In a previous post we looked at the history of the General Post Office in Sheffield city centre. From humble beginnings on High Street, via Angel Street, Market Place, and Haymarket, the central post office ended up in Fitzalan Square.
However, the building now occupied by Sheffield Hallam University, was a long time coming.
In the first years of the twentieth century the Post Office acknowledged that facilities at the top of Haymarket had become too small.
By 1897, red-brick offices in Flat Street had opened and by 1900 all that remained at Haymarket was public counter work and the telegraphic department.
In fact, the Post Office had been buying up land around its Flat Street offices. By 1903, it had a triangular piece of land of one acre stretching from Fitzalan Square to Pond Hill.
The Post Office submitted plans to Sheffield Corporation for a building fronting Fitzalan Square, but the councillors were less than impressed. In 1907 it sent a delegation to see Lord Granard, who represented the Post Office in the House of Lords, to ask for a better building, including a finer elevation, than the one proposed.
Newspapers had been full of stories about a new post office and the people of Sheffield had started to think that the building might never get built.
However, the visit to London appeared to work and later that year plans were released by the Post Office for a new building in Fitzalan Square adjoining the existing Flat Street offices.
Work started in 1908, coinciding with Fitzalan Square improvement works, and an immense crane, 70ft high and with a jib 95ft long, dominated the skyline.
It was designed by Walter Pott, an architect who had started work with HM Office of Works in 1896 working in the London and Leeds offices.
The design was a modern adaptation of the Renaissance and allowed an additional storey over the wing in Flat Street.
The principal front in Fitzalan Square was three storeys high, with a central portion having columns the full height of the two lower floors, these finished with carved Ionic caps and heavily moulded cornice and balustrade, which continued around the other fronts.
The front of Flat Street was treated in a similar manner but without the columns, and the corner with Fitzalan Square was rounded to accommodate a main staircase leading to the upper floors and finished with a dome.
The two principal entrances were in the wings of this portion, giving access to the public office, inquiry office, and Postmaster’s office. The upper parts of these were finished with heavy pediments.
Post boxes were at the base of the corner, with a large bracket clock (paid for by the council) above.
The main post room, for the sale of stamps and postal orders, was 64ft long and 45ft wide, lit with windows back and front, and lined to a height of 8ft with marble, with a mosaic floor. Adjoining was a public telephone office with ‘silence boxes’ to allow messages to be sent without interference or risk of transactions being overheard.

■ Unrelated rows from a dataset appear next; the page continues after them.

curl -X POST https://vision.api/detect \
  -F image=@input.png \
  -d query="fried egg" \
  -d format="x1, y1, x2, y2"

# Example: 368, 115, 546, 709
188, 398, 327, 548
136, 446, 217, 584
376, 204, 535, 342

The Postmaster, the Chief Clerk and writing staff, as well as the sectional engineer, were accommodated on the first floor immediately over the public office and front entrances, and on the floor above was the telephone switch-room and message-room. The basement was used for batteries and engineers’ equipment.
The Flat Street wing was set apart on the lower floors for retiring rooms for staff, for the messengers’ delivery room, and for storerooms. The first floor was entirely occupied by an instrument room.
The lower part of the site was in Little Pond Street, a much-needed extension to the existing sorting office, and for the provision of yards for loading and unloading mail and the storage of handcarts.
The new post office was designed throughout to meet modern sanitary requirements as regards light and ventilation, and the walls and passages occupied by staff were faced with glazed bricks. Four boilers, 146 radiators, and 1½ miles of heating pipe was installed by the Brightside Foundry and Engineering Co.
The building had been built on a hillside, and the result was that the greater portion was down below street level, and what people saw from Fitzalan Square was only the top.
Although history books give a date of 1910 for the building, it came into use without fuss during the summer of 1909. “The staff simply left their posts in one building and walked over to the incomparably better equipped accommodation across the Square.”
It remained in operation until 1999 and remained empty for several years, a ‘building at risk’, until rescued by Sheffield Hallam University which opened it as the Institute of Arts in 2016.